8. En quatrième lieu, aux termes de l'article L. 79 du code des pensions civiles et militaires de retraite : " () / Les militaires autorisés à contracter un engagement voient suspendre pendant la durée de ce dernier la pension dont ils pourraient être titulaires. () ".

9. M. B soutient qu'il n'a pas été informé de l'impossibilité de cumuler sa pension de retraite avec une activité rémunérée. Toutefois, une telle obligation ne résulte d'aucune disposition législative ou règlementaire, et l'administration n'est pas tenue, au demeurant, d'informer le fonctionnaire de ses droits. En tout état de cause, il résulte de l'instruction que la déclaration pour mise en paiement de la pension de retraite signée par le requérant le 30 mars 2010, mentionne explicitement son engagement à signaler, notamment, toute reprise d'activité rémunérée. Il a également explicitement indiqué en cochant la case " NON " sur cette même déclaration, qu'il n'exercerait pas d'activité rémunérée par un employeur public après sa mise à la retraite.

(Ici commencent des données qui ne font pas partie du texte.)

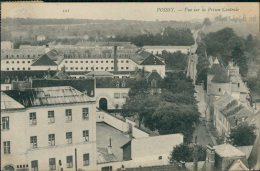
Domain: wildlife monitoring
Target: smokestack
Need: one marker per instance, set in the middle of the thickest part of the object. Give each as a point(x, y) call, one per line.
point(115, 59)
point(109, 149)
point(195, 155)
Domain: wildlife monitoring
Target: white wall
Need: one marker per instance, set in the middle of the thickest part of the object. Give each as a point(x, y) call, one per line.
point(20, 132)
point(108, 93)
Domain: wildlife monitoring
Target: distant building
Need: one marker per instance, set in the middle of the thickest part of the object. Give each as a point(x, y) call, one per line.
point(52, 122)
point(158, 49)
point(7, 45)
point(41, 37)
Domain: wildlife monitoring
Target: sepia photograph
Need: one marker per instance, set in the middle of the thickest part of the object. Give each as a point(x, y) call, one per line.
point(130, 86)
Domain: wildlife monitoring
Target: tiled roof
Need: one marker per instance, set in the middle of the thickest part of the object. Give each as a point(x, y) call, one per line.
point(104, 157)
point(45, 60)
point(35, 74)
point(47, 96)
point(82, 85)
point(9, 103)
point(221, 76)
point(227, 150)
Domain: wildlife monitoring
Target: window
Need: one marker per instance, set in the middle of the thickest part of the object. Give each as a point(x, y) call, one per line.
point(7, 147)
point(33, 118)
point(86, 159)
point(69, 137)
point(69, 162)
point(85, 113)
point(52, 164)
point(34, 165)
point(124, 95)
point(85, 135)
point(51, 139)
point(69, 114)
point(116, 95)
point(51, 117)
point(33, 141)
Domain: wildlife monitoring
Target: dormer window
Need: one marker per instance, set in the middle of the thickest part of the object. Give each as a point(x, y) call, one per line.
point(7, 80)
point(123, 84)
point(117, 84)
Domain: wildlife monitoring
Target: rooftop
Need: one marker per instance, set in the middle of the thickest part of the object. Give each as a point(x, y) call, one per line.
point(47, 96)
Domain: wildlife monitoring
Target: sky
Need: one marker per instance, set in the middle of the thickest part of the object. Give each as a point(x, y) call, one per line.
point(127, 11)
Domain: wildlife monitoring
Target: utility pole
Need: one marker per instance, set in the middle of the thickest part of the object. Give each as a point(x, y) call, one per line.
point(76, 159)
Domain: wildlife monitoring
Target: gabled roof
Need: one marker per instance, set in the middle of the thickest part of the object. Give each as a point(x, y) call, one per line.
point(47, 96)
point(227, 150)
point(45, 60)
point(221, 76)
point(9, 103)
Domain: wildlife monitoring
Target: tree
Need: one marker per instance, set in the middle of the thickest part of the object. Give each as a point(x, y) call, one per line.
point(184, 152)
point(206, 22)
point(243, 134)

Par suite, les moyens tirés de l'erreur de droit et de fait, doivent être écartés.

10. Il résulte de ce qui précède que M. B n'est pas fondé à demander l'annulation du titre de perception émis le 19 mars 2021 par la direction générale des finances publiques de la région d'Occitanie et du département de la Haute-Garonne, et par voie de conséquence, la décharge de payer la somme correspondante.

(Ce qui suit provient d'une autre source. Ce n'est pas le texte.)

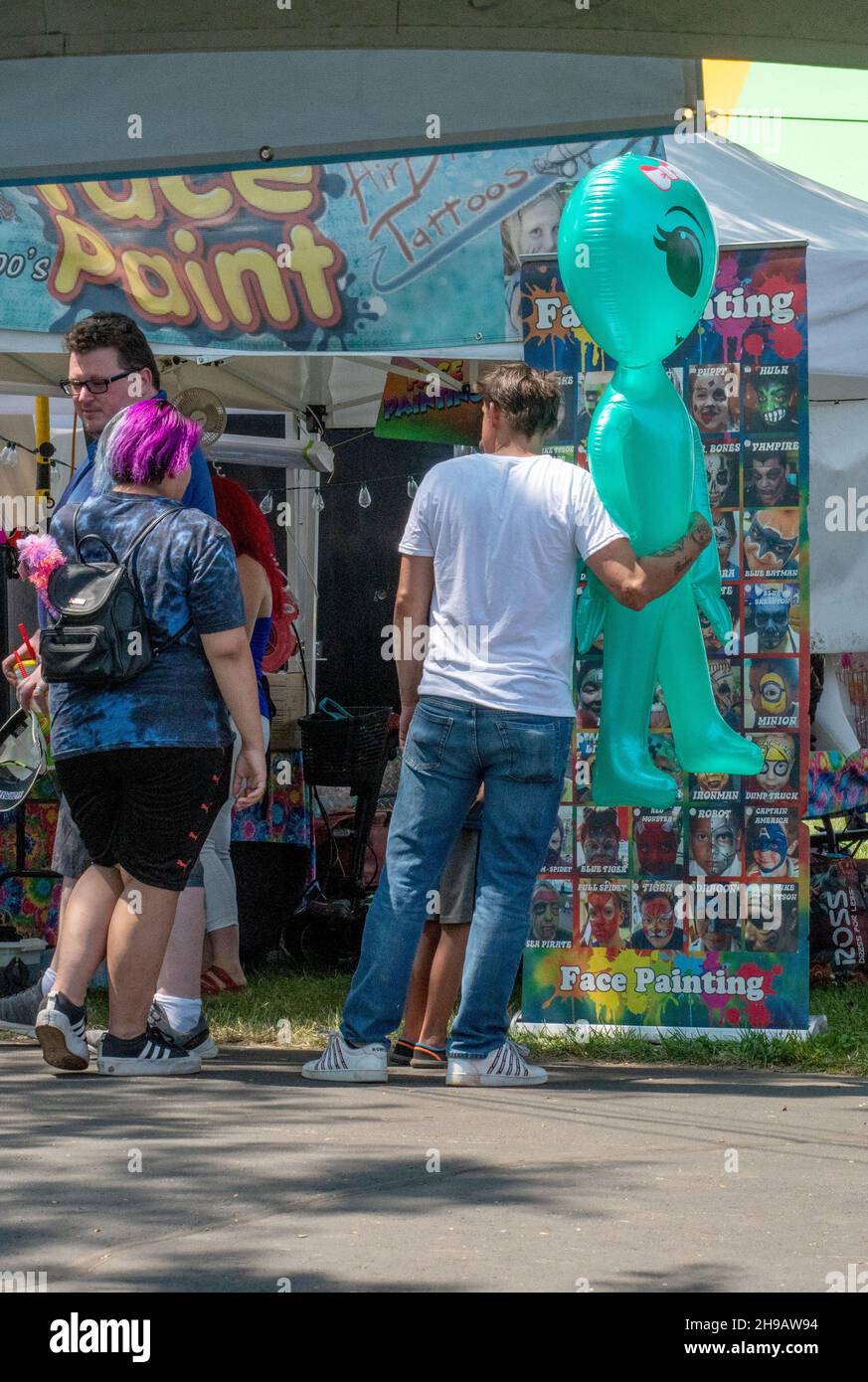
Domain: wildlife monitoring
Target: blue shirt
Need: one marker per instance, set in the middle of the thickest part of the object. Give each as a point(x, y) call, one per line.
point(199, 493)
point(185, 570)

Sur les conclusions à fin d'indemnisation :

11. Aux termes de l'article R. 421-1 du code de justice administrative : " La juridiction ne peut être saisie que par voie de recours formé contre une décision, et ce, dans les deux mois à partir de la notification ou de la publication de la décision attaquée. / Lorsque la requête tend au paiement d'une somme d'argent, elle n'est recevable qu'après l'intervention de la décision prise par l'administration sur une demande préalablement formée devant elle. "

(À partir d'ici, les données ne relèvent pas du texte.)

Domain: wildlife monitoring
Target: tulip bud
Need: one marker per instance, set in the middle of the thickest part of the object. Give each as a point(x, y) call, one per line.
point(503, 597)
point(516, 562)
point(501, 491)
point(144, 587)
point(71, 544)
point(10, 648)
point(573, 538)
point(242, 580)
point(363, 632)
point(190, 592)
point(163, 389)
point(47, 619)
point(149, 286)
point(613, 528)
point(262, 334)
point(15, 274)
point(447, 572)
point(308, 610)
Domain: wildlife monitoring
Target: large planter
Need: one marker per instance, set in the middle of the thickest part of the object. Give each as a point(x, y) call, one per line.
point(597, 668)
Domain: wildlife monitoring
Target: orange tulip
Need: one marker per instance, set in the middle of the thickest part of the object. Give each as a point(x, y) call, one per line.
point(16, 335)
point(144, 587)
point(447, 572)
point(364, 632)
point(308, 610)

12. Il résulte de l'instruction que M. B n'a pas présenté à l'administration une réclamation préalable tendant à l'indemnisation du préjudice de perte de chance dont il demande la réparation. Par suite, le contentieux n'étant pas lié, les conclusions tendant à la condamnation de l'Etat à verser à M. B une indemnité en réparation de ce préjudice d'un montant global de 36 868 euros sont, ainsi que cela est opposé en défense, irrecevables. Ses conclusions présentées à titre subsidiaire, y compris celles à fin de compensation, ne peuvent donc qu'être rejetées.

Sur les frais liés au litige :

13. Les conclusions de M. B présentées sur fondement des dispositions de l'article L. 761-1 du code de justice administrative, doivent être rejetées, l'Etat n'étant pas la partie perdante dans la présente instance.

D E C I D E:

Article 1er : La requête de M. B est rejetée.

Article 2 : Le présent jugement sera notifié à M. C B et à la direction générale des finances publiques de la région d'Occitanie et du département de la Haute-Garonne.

Copie en sera adressée à la direction départementale des finances publiques de l'Hérault et au Centre de gestion des retraites.

Délibéré après l'audience du 12 novembre 2024, à laquelle siégeaient :

Mme Carotenuto, présidente,

Mme Soddu, première conseillère,

Mme Mérard, conseillère.

Rendu public par mise à disposition au greffe le 26 novembre 2024.

La rapporteure,

N. SODDU

La présidente,

S. CAROTENUTO La greffière,

M. A

La République mande et ordonne au ministre de l'économie, des finances et de l'industrie en ce qui la concerne ou à tous commissaires de justice à ce requis, en ce qui concerne les voies de droit commun contre les parties privées, de pourvoir à l'exécution du présent jugement.